Friday 9 November 2012

Recovering Lost Files With Linux

Unfortunately data loss and corruption are common ailments in memory devices such as hard disk drives, solid state memory cards and USB sticks.


It doesn't matter if your faulty device is a memory card from your camera, or a hard drive from an Apple Mac or a Windows PC, all may not be lost if you can connect the device to a computer and use a couple of magical Linux tools.


The other day I was handed an SD card, which should have contained the record of a great holiday in Egypt. There were a few jpeg files listed in file manager, but they would not open, and many seemed to have a file size of 0 bytes.

The outlook was gloomy (as was my well-tanned friend) but in just a few minutes I was able to restore over 200 happy holiday snaps.



Hard drives and solid state memory devices can of course fail in a number of different modes, some which make it very difficult (and probably impractical) to retrieve data. For example, if the disk in a hard drive stops spinning, you won't be able to extract data using software tools. But where files have been accidentally deleted, or where the file system has become corrupt, you are still in with a good chance of recovering something.

Identification

So the first step is to start Linux, either from a permanent installation, or from a LiveUSB Linux distro, and determine the identity of the faulty memory device.

In Linux, disk drives and USB memory devices are first "discovered" and then attached to the file structure. If the drive is not found or recognised as a drive, it won't be attached to the file structure, and you won't be able to use this procedure to retrieve files.

Drives are attached to the \dev directory as "block devices" and are normally named like this:-
  hda, hdb, hdc   {e.g. hard drive "a"}
...or:-
  sda, sdb, sdc     {e.g. serial drive "a"}

Drives with partitions are shown numbered. For example, if your hard drive is sda and it has 2 partitions, in /dev you may see:-
  sda
  sda1
  sda2

The reason for mentioning this, is that your faulty drive may or may not be "mounted" to the file structure when you connect it. So if you use terminal command "df" before and after you connect the faulty drive, you may see something like this:-


In this example, the faulty drive is called "sdb" which has one partition "sdb1". But if our faulty drive does not have a partition, it will not appear using "df".

Maybe the most conclusive way to find the drive identity, is to use the file manager to examine the block devices in /dev


Here we can see that our main drive is sda and has 3 partitions (1, 2 & 5) while our faulty drive (which appeared in the file manager window as I connected it) is sdb and it does not have a partition.

So having identified our faulty drive, then next step is to un-mount the partition (if it has one) from the Linux file structure, which we do from the terminal:-
 sudo umount sdb1

Make A Copy

Now we can make a copy of the faulty drive and save it to an image file.

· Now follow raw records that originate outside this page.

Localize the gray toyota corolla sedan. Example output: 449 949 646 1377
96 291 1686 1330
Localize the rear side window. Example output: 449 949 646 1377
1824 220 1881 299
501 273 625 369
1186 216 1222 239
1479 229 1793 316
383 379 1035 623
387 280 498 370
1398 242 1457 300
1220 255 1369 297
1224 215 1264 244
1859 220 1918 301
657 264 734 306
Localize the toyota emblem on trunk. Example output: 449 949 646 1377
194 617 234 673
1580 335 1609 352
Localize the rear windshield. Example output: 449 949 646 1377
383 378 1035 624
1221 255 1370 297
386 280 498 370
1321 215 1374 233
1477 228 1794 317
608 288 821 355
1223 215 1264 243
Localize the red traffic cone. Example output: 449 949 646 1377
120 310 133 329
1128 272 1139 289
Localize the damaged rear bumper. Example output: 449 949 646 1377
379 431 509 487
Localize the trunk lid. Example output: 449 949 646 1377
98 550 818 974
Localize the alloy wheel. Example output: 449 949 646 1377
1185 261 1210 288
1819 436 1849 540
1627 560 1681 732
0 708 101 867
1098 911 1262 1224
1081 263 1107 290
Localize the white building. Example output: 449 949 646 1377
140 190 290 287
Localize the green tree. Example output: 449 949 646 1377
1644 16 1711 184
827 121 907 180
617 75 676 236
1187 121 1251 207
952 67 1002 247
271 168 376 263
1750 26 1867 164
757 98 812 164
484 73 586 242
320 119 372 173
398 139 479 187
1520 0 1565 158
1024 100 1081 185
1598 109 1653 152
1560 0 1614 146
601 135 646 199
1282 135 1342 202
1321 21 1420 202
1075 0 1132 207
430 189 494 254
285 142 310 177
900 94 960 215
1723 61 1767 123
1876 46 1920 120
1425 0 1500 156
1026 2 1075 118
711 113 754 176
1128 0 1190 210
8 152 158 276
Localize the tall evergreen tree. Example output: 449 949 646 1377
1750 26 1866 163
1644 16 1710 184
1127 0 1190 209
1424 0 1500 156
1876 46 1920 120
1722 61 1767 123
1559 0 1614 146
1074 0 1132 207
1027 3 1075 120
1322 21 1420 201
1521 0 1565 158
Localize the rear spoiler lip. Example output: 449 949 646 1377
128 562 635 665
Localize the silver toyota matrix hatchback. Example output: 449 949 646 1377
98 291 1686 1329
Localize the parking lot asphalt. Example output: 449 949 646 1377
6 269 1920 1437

First, use file manager to create 2 new directories (e.g. /home/steve/DD and /home/steve/XX).

Return to the terminal and type this command:-
 sudo dd if=/dev/sdb of=/home/steve/DD/sdb.dd bs=2k

This may take some time, and the screen doesn't give you any feedback!

But you can look at this new directory with your file manager and [hopefully] see that the image file "sdb.dd" has been created and is slowing getting bigger.

Scan With Foremost

In the meantime you can download a program called "foremost", which should be available in your Linux distro's repository.

The next step is to run foremost on your newly created image file. If you are just trying to retrieve photos from a camera card, type this in terminal:-
 foremost -t jpeg -o /home/steve/XX -i /home/steve/DD/sdb.dd

This will scan your image file (sdb.dd) and retrieve jpeg files to the output directory (/home/steve/XX).

This may also take a while, especially on big drives, but you will at least be entertained with a truly fascinating growing line of stars:-
 |********

If you want to recover other types of file you could specify:-
 foremost -t all -o /home/steve/XX -i /home/steve/DD/sdb.dd

...or take a look at the documentation from the terminal:-
 man foremost


Look! No Partition!

Having deliberately deleted the partition from one of my memory sticks, the audit file generated by foremost looks like this:-

Invocation: foremost -t all -o /home/steve/XX -i /home/steve/DD/sdb.dd
Output directory: /home/steve/XX
Configuration file: /etc/foremost.conf
------------------------------------------------------------------
File: /home/steve/DD/sdb.dd
Start: Fri Nov  9 12:11:52 2012
Length: 7 GB (8004304896 bytes)

Finish: Fri Nov  9 12:44:22 2012
.

.
.{lots of files listed}
.
.
1113 FILES EXTRACTED
jpg:= 2
htm:= 16
png:= 1095


As you can see, this took just over 30 minutes to scan 7GB.

Data Protection?

I was interested to find that some of the recovered files from this memory stick were from a time when it was used to run Puppy Linux as a live distro. Since then it has been wiped a couple of times, and it most recently hosted Tiny Core Linux.

I guess this just shows how data can hang around on old discarded drives!